Oxidation behavior of Incoloy 800 under simulated supercritical water conditions

For a correct design of supercritical water-cooled reactor (SCWR) components, data regarding the behavior of candidate materials in supercritical water are necessary. Corrosion has been identified as a critical problem because the high temperature and the oxidative nature of supercritical water may accelerate the corrosion kinetics. The goal of this paper is to investigate the oxidation behavior of Incoloy 800 exposed in autoclaves under supercritical water conditions for up to 1440 h. The exposure conditions (thermal deaerated water, temperatures of 723, 773, 823 and 873 K and a pressure of 25 MPa) have been selected as relevant for a supercritical power plant concept.
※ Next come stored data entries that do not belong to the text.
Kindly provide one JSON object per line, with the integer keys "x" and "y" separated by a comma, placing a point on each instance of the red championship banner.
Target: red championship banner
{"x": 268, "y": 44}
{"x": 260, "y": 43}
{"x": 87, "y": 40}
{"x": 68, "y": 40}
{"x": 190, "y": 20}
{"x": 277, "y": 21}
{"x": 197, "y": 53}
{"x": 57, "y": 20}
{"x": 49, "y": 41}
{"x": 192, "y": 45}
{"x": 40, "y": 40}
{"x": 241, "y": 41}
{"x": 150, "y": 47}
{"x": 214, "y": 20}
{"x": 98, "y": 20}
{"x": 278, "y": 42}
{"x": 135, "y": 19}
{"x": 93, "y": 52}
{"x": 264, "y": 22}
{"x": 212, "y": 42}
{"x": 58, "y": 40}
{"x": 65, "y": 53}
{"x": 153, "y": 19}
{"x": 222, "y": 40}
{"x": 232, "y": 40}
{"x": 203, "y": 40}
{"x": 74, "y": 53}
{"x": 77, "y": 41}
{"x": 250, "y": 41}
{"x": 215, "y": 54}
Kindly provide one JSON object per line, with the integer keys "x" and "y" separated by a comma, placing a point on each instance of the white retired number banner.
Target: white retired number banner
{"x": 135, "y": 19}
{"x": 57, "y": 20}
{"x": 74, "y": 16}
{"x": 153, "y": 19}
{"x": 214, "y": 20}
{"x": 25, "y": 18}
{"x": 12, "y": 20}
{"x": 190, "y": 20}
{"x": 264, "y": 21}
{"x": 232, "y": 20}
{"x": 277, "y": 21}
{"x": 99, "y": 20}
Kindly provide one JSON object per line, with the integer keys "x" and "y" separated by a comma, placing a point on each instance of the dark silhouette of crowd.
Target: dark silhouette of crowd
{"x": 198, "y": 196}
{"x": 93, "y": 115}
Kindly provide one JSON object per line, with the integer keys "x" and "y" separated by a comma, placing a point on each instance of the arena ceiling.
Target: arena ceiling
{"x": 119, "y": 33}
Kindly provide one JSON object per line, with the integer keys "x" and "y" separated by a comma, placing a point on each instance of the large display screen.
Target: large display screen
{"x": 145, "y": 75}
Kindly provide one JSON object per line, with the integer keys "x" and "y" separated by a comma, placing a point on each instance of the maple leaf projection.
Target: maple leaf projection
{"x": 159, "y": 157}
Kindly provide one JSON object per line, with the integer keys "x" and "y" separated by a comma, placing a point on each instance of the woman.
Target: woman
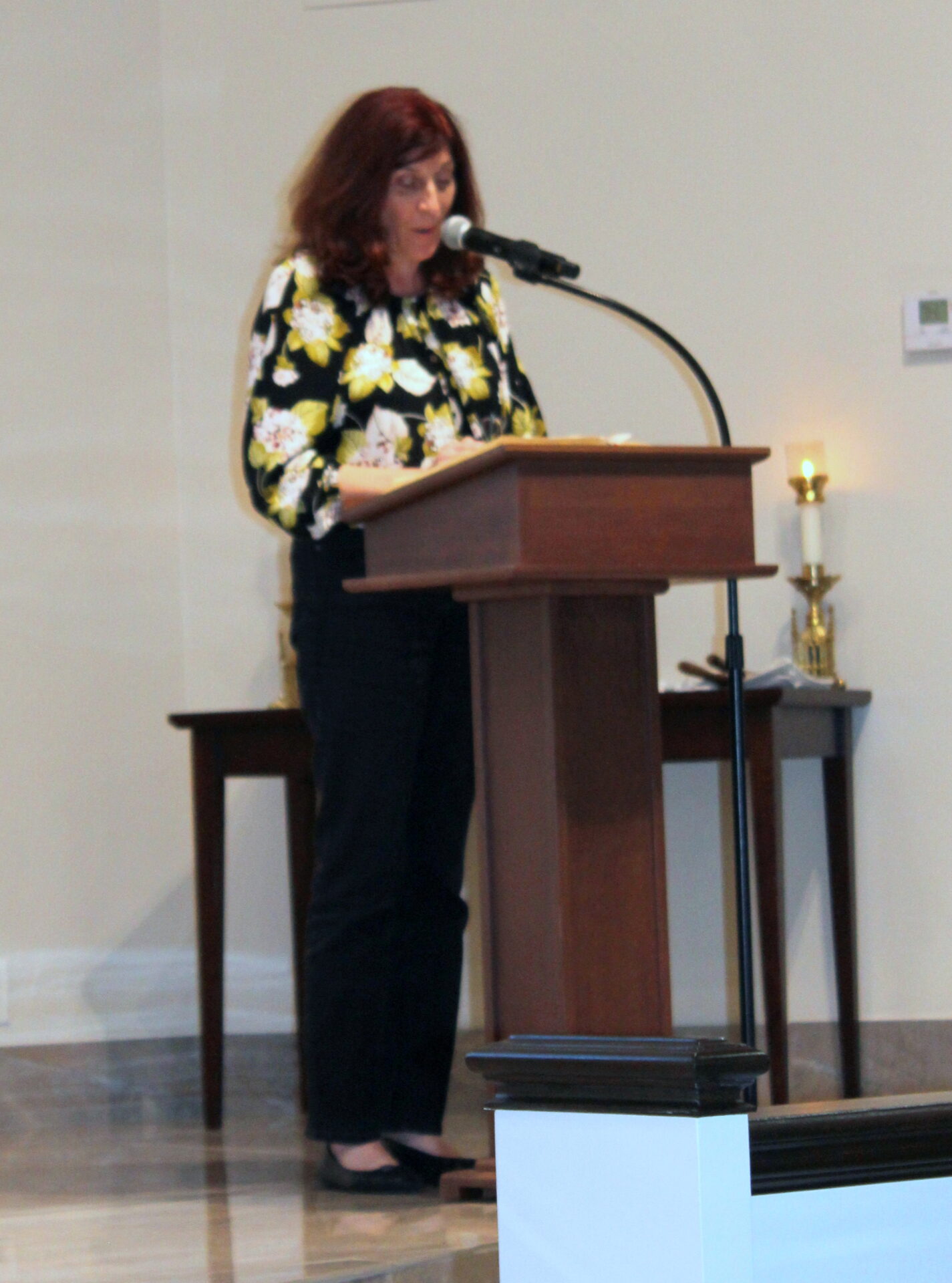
{"x": 377, "y": 353}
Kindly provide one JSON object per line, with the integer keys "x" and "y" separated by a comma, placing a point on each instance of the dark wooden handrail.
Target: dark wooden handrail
{"x": 861, "y": 1142}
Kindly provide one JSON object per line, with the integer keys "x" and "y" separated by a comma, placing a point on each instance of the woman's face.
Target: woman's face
{"x": 419, "y": 199}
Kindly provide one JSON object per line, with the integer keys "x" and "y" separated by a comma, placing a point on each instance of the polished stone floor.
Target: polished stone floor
{"x": 108, "y": 1175}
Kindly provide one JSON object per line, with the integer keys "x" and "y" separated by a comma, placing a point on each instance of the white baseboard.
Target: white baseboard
{"x": 63, "y": 996}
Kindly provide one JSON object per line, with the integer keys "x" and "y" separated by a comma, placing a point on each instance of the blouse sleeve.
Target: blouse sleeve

To investigate the structural changes of the oxide films, X-ray diffraction (XRD), scanning electron microscopy (SEM), energy dispersive X-ray spectrometry (EDX) and electrochemical impedance spectroscopy (EIS) analyses were used. Results show changes in the oxides chemical composition, microstructure and thickness versus testing conditions (pressure, temperature and time). The oxide films are composed of two layers: an outer layer enriched in Fe oxide and an inner layer enriched in Cr and Ni oxides corresponding to small cavities supposedly due to internal oxidation.